# Has Anyone Visited Mumbai  India?



## Lon (Jul 13, 2017)

I watched a Amazon Prime Doco last night on The Worlds Busiest Train Station. Incredible!!
Mumbai has a fascinating history but it's definitely not a city I would care to visit.


----------



## Falcon (Jul 13, 2017)

Let's send them condoms !!


----------



## jujube (Jul 13, 2017)

I'll be there in February; I'll let you know what I think about it then.   We're flying into Delhi and flying out of Mumbai.  
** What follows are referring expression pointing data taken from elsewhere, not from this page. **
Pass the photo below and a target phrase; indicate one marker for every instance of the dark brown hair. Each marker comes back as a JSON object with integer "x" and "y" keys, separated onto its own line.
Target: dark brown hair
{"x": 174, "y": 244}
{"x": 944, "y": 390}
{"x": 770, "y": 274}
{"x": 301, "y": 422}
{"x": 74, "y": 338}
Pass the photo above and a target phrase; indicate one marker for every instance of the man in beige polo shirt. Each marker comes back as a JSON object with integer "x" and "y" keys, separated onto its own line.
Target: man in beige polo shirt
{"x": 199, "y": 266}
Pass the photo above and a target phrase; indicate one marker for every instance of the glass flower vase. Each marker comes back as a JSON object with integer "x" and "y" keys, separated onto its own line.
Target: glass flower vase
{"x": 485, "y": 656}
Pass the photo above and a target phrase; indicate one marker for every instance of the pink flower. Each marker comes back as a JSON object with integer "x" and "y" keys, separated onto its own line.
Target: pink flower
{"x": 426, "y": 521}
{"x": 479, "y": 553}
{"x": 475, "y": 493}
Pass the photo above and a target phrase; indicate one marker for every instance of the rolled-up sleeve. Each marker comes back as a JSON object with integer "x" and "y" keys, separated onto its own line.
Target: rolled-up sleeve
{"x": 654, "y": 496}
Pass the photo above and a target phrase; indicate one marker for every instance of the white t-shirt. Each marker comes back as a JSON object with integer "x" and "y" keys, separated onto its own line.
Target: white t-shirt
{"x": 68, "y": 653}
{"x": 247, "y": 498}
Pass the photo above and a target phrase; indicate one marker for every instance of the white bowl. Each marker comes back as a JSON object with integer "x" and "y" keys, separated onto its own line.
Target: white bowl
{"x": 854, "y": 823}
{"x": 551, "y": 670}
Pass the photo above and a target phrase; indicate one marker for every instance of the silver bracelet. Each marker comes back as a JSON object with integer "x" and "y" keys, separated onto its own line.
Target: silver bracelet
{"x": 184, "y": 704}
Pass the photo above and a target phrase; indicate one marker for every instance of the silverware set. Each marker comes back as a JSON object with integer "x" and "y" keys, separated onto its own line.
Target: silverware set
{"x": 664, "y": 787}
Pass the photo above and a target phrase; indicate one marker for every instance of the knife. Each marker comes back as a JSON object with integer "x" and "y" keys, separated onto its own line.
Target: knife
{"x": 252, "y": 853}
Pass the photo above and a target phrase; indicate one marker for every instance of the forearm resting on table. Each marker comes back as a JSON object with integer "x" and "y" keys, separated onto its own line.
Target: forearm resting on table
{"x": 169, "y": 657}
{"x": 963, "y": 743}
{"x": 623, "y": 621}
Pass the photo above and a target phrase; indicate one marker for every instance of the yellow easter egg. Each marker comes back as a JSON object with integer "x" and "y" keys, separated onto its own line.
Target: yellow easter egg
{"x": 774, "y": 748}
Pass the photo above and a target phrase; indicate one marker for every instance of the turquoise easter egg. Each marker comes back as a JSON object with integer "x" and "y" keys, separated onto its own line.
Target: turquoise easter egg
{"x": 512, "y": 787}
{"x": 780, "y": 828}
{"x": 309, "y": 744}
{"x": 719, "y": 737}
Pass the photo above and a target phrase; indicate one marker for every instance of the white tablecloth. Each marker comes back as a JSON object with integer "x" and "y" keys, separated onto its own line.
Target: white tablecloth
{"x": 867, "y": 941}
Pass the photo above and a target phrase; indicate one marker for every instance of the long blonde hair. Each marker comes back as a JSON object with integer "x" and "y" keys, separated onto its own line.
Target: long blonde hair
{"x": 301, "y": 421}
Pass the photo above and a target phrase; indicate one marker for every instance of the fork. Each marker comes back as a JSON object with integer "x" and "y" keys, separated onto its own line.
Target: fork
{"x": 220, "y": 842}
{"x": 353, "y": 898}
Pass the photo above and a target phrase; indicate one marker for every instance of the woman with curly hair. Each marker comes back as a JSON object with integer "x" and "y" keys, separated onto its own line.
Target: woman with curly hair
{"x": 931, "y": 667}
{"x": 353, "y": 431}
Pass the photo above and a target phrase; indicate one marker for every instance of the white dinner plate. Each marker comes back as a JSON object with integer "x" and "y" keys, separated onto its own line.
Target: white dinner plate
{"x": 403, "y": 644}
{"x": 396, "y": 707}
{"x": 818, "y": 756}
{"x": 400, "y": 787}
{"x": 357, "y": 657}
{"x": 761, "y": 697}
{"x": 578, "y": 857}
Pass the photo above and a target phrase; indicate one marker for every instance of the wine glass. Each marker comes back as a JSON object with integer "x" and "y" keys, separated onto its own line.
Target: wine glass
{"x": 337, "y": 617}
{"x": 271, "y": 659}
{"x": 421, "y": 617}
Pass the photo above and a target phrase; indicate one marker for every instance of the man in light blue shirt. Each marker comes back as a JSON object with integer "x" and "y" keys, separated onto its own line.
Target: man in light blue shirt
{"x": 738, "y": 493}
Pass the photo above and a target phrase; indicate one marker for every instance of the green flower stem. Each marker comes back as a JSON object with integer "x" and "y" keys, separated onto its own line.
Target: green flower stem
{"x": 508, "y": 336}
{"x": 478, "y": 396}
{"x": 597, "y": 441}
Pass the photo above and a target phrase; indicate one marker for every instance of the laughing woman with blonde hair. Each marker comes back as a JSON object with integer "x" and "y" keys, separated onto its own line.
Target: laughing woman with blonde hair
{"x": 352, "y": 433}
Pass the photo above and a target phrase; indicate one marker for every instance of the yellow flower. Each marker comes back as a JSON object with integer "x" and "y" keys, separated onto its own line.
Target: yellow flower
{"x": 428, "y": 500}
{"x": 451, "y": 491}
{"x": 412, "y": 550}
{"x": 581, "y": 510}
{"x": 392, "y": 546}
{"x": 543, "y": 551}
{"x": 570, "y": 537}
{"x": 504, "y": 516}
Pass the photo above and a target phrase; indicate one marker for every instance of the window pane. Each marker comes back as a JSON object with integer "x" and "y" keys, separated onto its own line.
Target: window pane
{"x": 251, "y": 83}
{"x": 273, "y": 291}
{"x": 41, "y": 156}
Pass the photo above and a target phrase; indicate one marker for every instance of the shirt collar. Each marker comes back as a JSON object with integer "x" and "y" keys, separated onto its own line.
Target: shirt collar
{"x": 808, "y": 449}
I'll have to go see the train station, as I LOVE train stations.  Probably a holdover from my childhood when I thought going to the train station was the cat's meow.  I still don't think an airport can hold up against a train station for "excitement"......the announcements echoing off all the marble, the sound of the trains, the smells.


----------



## Lon (Jul 13, 2017)

jujube said:


> I'll be there in February; I'll let you know what I think about it then.   We're flying into Delhi and flying out of Mumbai.
> 
> I'll have to go see the train station, as I LOVE train stations.  Probably a holdover from my childhood when I thought going to the train station was the cat's meow.  I still don't think an airport can hold up against a train station for "excitement"......the announcements echoing off all the marble, the sound of the trains, the smells.


I share your memories of train stations. For me it was Penn Station in Newark New Jersey.


----------



## Packerjohn (Aug 9, 2017)

Yes,  I have been there during my 2nd trip to Asia.  I spent 2 months traveling in India from Nepal to Calcutta, to New Delhi, to Mumbai, Goa and down through the heat of the south to Sri Lanka.  It was the trip of a life time.  Many don't like India, I loved it:  the trains, the temples, the beaches, the history, etc.  What's not to like?  Cows walking on the streets.  Yes, it part of the atmosphere.


----------



## merlin (Aug 16, 2017)

Packerjohn said:


> Yes,  I have been there during my 2nd trip to Asia.  I spent 2 months traveling in India from Nepal to Calcutta, to New Delhi, to Mumbai, Goa and down through the heat of the south to Sri Lanka.  It was the trip of a life time.  Many don't like India, I loved it:  the trains, the temples, the beaches, the history, etc.  What's not to like?  Cows walking on the streets.  Yes, it part of the atmosphere.


Yes I like India have been many times about 12 or 13 I think, loved everything about it like you, Mumbai was not my favourite city though, I preferred Rajasthan and the south...


----------



## NancyNGA (Aug 16, 2017)

Not Mumbai, but Calcutta and Madras, back in 1990.  Two very different cities.    I loved India, too.


----------